La décision de recourir à une prothèse du genou ne repose pas uniquement sur les examens d’imagerie. Les difficultés rencontrées dans la vie quotidienne jouent un rôle central dans l’évaluation. Une incapacité à marcher sur de courtes distances, une gêne importante lors de la montée ou de la descente des escaliers, la nécessité de s’appuyer pour se lever d’une chaise ou encore des douleurs nocturnes au repos sont autant de signaux évocateurs. L’objectif n’est pas seulement de soulager la douleur, mais de permettre au patient de retrouver une autonomie fonctionnelle, une mobilité satisfaisante et une qualité de vie durable.
À Quel Stade La Douleur Du Genou Nécessite-T-Elle Une Prothèse ?

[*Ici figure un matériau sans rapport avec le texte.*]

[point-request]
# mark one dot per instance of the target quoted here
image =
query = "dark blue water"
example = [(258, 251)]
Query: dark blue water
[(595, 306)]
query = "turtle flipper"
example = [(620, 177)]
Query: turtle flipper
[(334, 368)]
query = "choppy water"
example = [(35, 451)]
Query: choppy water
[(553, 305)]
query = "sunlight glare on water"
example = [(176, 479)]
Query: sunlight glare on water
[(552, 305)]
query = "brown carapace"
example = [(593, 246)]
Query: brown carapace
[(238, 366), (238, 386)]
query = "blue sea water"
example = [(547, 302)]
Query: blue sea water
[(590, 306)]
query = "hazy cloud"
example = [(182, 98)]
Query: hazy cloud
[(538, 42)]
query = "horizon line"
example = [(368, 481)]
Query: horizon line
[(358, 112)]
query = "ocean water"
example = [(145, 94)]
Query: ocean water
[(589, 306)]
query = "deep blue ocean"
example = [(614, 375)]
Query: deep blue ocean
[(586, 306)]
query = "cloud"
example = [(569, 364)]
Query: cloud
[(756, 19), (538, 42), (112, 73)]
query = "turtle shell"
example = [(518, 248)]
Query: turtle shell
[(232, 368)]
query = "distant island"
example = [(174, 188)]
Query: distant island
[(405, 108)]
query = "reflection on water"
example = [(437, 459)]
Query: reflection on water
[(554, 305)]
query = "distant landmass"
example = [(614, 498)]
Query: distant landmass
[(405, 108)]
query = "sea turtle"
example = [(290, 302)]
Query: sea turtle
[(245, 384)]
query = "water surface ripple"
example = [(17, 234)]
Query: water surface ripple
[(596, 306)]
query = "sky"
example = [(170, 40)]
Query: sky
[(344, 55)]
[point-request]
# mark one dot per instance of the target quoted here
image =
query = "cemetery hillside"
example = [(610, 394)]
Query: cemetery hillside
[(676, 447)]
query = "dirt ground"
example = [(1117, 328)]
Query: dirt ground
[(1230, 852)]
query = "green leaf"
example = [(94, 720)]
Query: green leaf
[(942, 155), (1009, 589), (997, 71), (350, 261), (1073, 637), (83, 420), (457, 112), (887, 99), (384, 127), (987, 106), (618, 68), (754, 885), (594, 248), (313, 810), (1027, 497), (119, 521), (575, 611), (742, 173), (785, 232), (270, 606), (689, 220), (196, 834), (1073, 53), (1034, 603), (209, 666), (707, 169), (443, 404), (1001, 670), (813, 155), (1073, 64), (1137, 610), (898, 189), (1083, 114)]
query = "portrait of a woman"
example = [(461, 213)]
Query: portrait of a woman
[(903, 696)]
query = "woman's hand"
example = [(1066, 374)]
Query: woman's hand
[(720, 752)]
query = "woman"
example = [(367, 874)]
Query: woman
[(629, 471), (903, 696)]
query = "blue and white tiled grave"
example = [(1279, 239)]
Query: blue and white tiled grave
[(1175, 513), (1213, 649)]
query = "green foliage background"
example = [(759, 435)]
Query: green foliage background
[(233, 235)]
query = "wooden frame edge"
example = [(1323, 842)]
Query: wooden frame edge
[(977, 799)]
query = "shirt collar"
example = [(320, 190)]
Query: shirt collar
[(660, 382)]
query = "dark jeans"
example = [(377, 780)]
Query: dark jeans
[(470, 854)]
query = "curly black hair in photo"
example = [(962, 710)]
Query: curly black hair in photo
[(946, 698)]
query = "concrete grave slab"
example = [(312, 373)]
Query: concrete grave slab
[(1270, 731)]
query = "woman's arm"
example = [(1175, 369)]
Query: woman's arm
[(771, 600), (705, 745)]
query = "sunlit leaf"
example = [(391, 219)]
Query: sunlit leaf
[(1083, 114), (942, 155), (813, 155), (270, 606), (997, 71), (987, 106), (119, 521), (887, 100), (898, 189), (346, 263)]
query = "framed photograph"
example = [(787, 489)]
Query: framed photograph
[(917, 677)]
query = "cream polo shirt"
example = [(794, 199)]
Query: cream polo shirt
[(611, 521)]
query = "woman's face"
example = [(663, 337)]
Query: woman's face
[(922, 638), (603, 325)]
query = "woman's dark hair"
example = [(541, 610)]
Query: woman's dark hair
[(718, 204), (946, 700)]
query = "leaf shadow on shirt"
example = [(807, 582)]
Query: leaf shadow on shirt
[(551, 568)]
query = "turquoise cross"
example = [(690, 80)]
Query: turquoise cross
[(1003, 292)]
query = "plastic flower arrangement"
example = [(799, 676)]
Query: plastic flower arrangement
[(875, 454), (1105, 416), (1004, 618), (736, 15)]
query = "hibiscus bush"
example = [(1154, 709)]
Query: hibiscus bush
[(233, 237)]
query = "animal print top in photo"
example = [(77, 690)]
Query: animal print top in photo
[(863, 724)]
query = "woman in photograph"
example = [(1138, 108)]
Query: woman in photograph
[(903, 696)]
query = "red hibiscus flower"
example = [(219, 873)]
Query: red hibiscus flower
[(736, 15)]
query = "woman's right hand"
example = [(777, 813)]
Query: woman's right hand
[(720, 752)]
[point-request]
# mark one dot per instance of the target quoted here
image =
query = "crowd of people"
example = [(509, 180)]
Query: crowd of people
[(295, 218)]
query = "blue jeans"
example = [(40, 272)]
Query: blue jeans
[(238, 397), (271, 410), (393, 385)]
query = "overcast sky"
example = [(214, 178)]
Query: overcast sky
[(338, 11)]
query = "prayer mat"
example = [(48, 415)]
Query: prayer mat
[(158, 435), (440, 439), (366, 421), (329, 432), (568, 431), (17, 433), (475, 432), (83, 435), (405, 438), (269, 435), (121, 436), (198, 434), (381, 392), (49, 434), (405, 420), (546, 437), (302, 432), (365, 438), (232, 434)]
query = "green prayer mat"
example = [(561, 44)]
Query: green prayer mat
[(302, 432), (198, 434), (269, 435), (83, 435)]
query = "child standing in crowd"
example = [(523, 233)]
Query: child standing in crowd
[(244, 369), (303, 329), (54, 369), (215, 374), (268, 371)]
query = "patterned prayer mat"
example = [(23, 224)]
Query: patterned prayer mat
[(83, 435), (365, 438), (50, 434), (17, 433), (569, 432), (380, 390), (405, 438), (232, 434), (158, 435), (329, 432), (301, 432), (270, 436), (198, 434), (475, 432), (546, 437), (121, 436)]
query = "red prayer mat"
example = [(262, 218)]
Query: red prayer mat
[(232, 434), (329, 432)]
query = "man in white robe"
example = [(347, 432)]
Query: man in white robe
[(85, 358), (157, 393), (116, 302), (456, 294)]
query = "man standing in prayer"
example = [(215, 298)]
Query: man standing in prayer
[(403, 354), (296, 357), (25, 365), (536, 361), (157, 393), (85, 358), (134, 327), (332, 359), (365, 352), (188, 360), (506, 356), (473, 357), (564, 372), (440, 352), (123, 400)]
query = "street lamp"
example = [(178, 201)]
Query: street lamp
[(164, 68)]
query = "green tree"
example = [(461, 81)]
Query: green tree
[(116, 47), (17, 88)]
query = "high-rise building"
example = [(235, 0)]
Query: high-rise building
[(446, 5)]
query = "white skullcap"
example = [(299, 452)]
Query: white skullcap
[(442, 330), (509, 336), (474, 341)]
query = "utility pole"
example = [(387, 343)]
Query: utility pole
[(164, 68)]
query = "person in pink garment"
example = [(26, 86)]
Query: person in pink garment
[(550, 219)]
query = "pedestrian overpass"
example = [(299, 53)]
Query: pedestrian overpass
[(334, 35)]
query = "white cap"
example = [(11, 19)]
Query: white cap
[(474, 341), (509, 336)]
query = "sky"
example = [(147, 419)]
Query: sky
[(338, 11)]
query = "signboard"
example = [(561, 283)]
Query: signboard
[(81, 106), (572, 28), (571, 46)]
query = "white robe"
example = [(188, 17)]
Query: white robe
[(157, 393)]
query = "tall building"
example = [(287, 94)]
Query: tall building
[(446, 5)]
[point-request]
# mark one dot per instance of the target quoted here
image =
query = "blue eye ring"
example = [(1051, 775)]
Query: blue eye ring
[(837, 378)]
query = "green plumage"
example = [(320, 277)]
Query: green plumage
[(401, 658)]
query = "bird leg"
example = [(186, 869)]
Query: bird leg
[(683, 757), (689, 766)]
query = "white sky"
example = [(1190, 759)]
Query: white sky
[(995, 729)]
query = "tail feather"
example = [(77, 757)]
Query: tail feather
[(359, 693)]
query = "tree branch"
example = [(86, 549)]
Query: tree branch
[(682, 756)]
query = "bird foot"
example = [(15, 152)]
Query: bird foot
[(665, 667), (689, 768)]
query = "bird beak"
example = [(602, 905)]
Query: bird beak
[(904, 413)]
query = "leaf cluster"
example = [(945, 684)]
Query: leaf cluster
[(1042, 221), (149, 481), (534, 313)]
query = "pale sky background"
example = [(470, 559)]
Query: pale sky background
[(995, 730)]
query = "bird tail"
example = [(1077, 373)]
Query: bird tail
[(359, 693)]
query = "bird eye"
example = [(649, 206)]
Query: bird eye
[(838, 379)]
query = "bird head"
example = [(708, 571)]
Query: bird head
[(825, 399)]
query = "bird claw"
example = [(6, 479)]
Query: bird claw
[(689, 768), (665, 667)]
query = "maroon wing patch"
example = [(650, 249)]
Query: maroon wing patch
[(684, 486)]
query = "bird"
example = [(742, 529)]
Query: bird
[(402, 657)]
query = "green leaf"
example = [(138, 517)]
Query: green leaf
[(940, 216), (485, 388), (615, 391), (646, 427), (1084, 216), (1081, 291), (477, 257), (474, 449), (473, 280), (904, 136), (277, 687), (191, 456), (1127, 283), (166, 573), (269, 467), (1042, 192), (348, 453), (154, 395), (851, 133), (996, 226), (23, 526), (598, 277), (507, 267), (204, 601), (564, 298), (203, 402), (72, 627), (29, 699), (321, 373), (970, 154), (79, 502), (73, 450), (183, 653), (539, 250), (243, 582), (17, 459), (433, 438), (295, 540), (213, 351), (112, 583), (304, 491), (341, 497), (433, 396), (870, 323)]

La douleur du genou évolue le plus souvent de manière progressive avant d’atteindre un stade nécessitant la pose d’une prothèse. Au début, elle apparaît lors d’efforts spécifiques tels que la montée des escaliers, les longues stations debout ou les mouvements sollicitant fortement l’articulation. Avec le temps, cette douleur devient plus fréquente, plus intense et finit par perturber l’ensemble des activités quotidiennes. À un stade avancé, elle peut survenir même au repos et s’intensifier la nuit, allant jusqu’à provoquer des réveils nocturnes.
Le recours à une prothèse devient pertinent lorsque les traitements médicaux ne parviennent plus à contrôler la douleur de manière satisfaisante. L’utilisation régulière d’antalgiques, les séances de rééducation, les infiltrations intra-articulaires et les aides orthopédiques ne suffisent alors plus à améliorer la situation. À ce stade, la détérioration structurelle de l’articulation est généralement avancée. Plutôt que de multiplier des solutions temporaires, une prise en charge chirurgicale visant à restaurer la fonction articulaire et à supprimer durablement la douleur est envisagée.
Quand Les Options Non Chirurgicales Deviennent-Elles Insuffisantes En Cas D’arthrose Du Genou ?
Aux stades précoces et intermédiaires de l’arthrose du genou, les traitements non chirurgicaux peuvent offrir des résultats satisfaisants. La perte de poids, le renforcement musculaire ciblé, la kinésithérapie, ainsi que les injections intra-articulaires de corticoïdes ou d’acide hyaluronique permettent souvent de réduire la douleur et d’améliorer temporairement la mobilité. Ces approches visent principalement à diminuer la charge exercée sur l’articulation et à ralentir l’aggravation des symptômes.
Cependant, ces traitements deviennent insuffisants lorsque leur efficacité diminue avec le temps. Si les infiltrations ne procurent plus qu’un soulagement de courte durée, si la raideur articulaire persiste malgré la rééducation ou si une déformation visible du genou apparaît, une évaluation chirurgicale devient nécessaire. Retarder l’intervention dans ce contexte peut entraîner une dégradation supplémentaire des tissus périarticulaires et compliquer la récupération post-opératoire. Une prothèse du genou posée au moment opportun offre généralement de meilleurs résultats fonctionnels et une rééducation plus efficace.
Existe-T-Il Une Limite D’âge Pour La Pose D’une Prothèse Du Genou ?
Il n’existe pas de limite d’âge stricte pour la pose d’une prothèse du genou. L’âge chronologique constitue un élément parmi d’autres dans l’évaluation globale du patient. De nombreux patients âgés, en bonne condition générale, bénéficient aujourd’hui d’excellents résultats après une chirurgie prothétique. À l’inverse, des patients plus jeunes présentant une atteinte articulaire sévère et un retentissement majeur sur leur qualité de vie peuvent également être candidats à cette intervention.
Chez les patients plus jeunes, la décision est prise avec davantage de prudence, car les prothèses ont une durée de vie limitée et une intervention de révision peut être nécessaire à long terme. Toutefois, maintenir un patient dans un état de douleur chronique et de limitation fonctionnelle sévère uniquement en raison de son âge n’est pas toujours justifié. Une sélection rigoureuse du patient, une technique chirurgicale adaptée et un programme de rééducation bien structuré permettent à la prothèse du genou d’offrir, quel que soit l’âge, une amélioration significative et durable de la qualité de vie.